Le elezioni anticipate sono un’opzione?
«Secondo me nessuno dei due schieramenti vincenti vuole
tornare a votare. Prenderebbero la metà dei parlamentari che hanno adesso.
Leghisti e grillini sono i più convinti che questa legislatura debba durare 5
anni. Umanamente comprensibile, sia chiaro».
Gli scissionisti ora potrebbero rientrare nel Pd?
«Lei si rende conto che per mesi abbiamo parlato solo degli
scissionisti, e loro hanno preso meno consensi che Vendola 5 anni fa o
Bertinotti 10 anni fa? Hanno avuto più articoli sui giornali che voti nei
seggi. E ne parliamo ancora?».
Rimpiange di essere andato a Palazzo Chigi senza passare
dalle elezioni? E di non essersi ritirato dalla politica dopo il referendum?

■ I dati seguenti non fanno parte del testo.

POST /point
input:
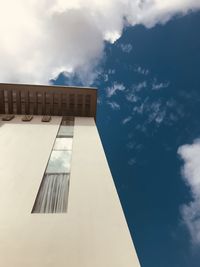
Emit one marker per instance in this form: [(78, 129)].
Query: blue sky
[(156, 111), (149, 107), (144, 56)]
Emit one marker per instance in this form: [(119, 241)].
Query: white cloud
[(114, 88), (40, 39), (191, 175), (126, 48), (113, 105), (141, 70), (126, 120), (139, 86), (131, 161), (157, 86)]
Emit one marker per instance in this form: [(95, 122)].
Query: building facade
[(59, 206)]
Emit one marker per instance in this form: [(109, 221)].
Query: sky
[(144, 58)]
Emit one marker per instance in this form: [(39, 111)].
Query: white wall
[(93, 233)]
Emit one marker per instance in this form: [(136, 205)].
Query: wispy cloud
[(114, 88), (69, 36), (157, 86), (126, 48), (113, 105), (126, 120), (131, 161), (191, 174), (141, 70)]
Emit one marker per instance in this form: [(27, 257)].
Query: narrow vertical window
[(53, 193)]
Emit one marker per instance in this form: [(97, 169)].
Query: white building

«Non ho rimpianti. Penso che abbiamo fatto bene a fare
l’operazione-Palazzo Chigi nel 2014; altrimenti lo tsunami populista sarebbe
arrivato con le Europee anziché con le politiche. Oggi il Paese può reggere
anche mesi di discussioni tra Di Maio e Salvini, perché l’economia sta molto meglio.

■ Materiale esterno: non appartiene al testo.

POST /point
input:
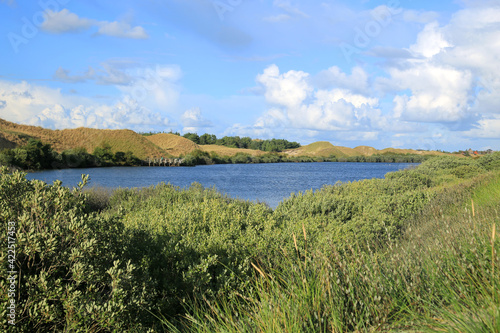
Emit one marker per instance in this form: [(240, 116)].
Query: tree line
[(272, 145), (36, 155)]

Ha visto quelli che in queste ore fanno la fila per avere il reddito di
cittadinanza ai Caf? Ci sono anche quelli che si chiedono quanto tempo
impiegherà Salvini a cancellare la
Fornero o fermare quella che lui ha demagogicamente chiamato
l’invasione o fare la tassa unica al 15%. Sono cittadini che chiedono ai leader
di rispettare le promesse delle elezioni. Bene. Erano proposte irrealizzabili,
ma adesso saranno loro a doverci mettere la faccia».
E lei ora cosa farà?
«Il senatore. Sono tra i pochi nel Pd ad aver vinto nel
proprio collegio. Chi mi conosce davvero non ha di me un’immagine sporcata
dalle polemiche. La mia gente sa chi sono; intendo onorare il loro affetto».

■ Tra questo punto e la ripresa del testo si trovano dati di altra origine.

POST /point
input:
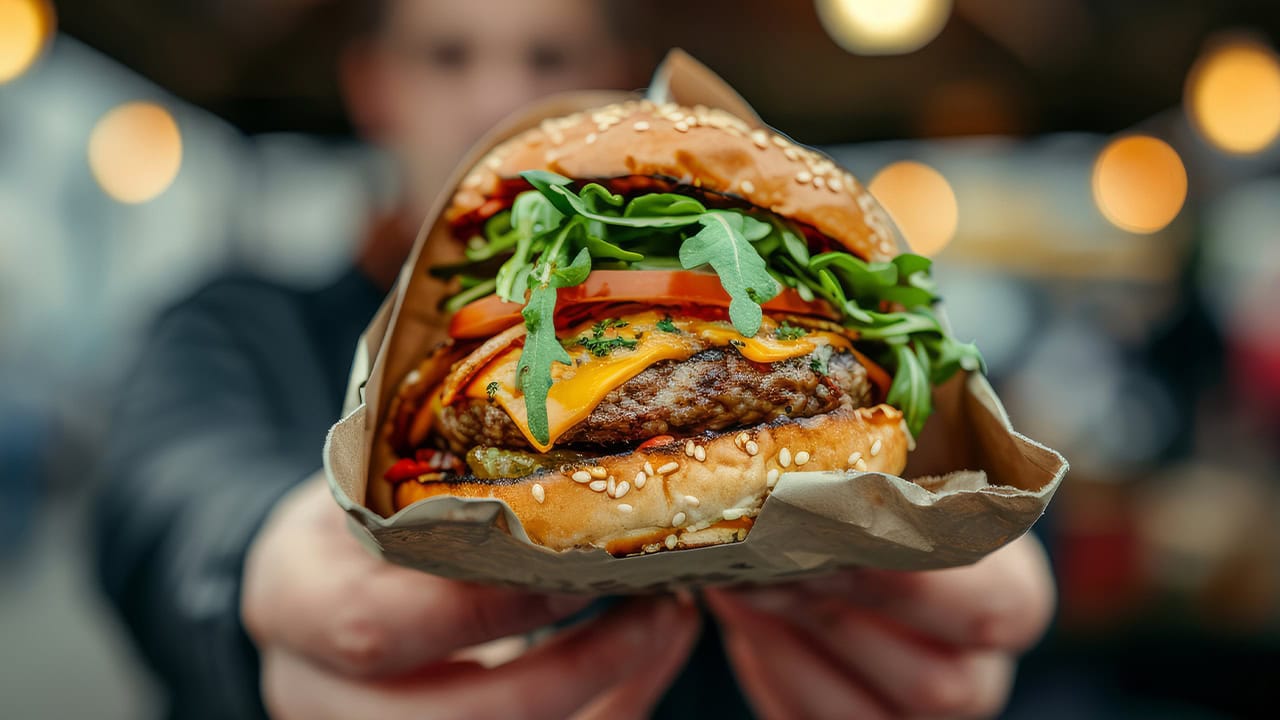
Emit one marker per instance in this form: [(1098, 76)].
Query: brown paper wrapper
[(976, 483)]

Il senatore di Scandicci, Signa, Lastra a Signa e Impruneta?
Non ci crede nessuno.
«Fare il senatore della mia terra sarà un grande onore. E io
a 43 anni se mi guardo indietro devo solo dire grazie. Perché abbiamo fatto
tante cose. Abbiamo anche sbagliato, certo. Ma meglio vivere che vivacchiare,
meglio sbagliare talvolta che rimandare sempre. Quanto al futuro, chi ha corso
una maratona sa che è importante avere la gamba giusta e il fiato; ma che
soprattutto serve la testa. Ci attende una maratona: prendiamola con il passo
giusto. Abbiamo gambe, fiato e testa. Ho guidato per 5 anni la mia città, per
mille giorni il mio Paese. Ho portato il mio partito a essere il più votato in
Europa e grazie a questo risultato abbiamo vinto la battaglia della
flessibilità a Bruxelles. Adesso si apre una pagina nuova».
Potrebbe fondare un suo partito?
«Di partiti in Italia ce ne sono anche troppi. Io sto nel Pd
in mezzo alla mia gente. Me ne vado dalla segreteria, non dal partito».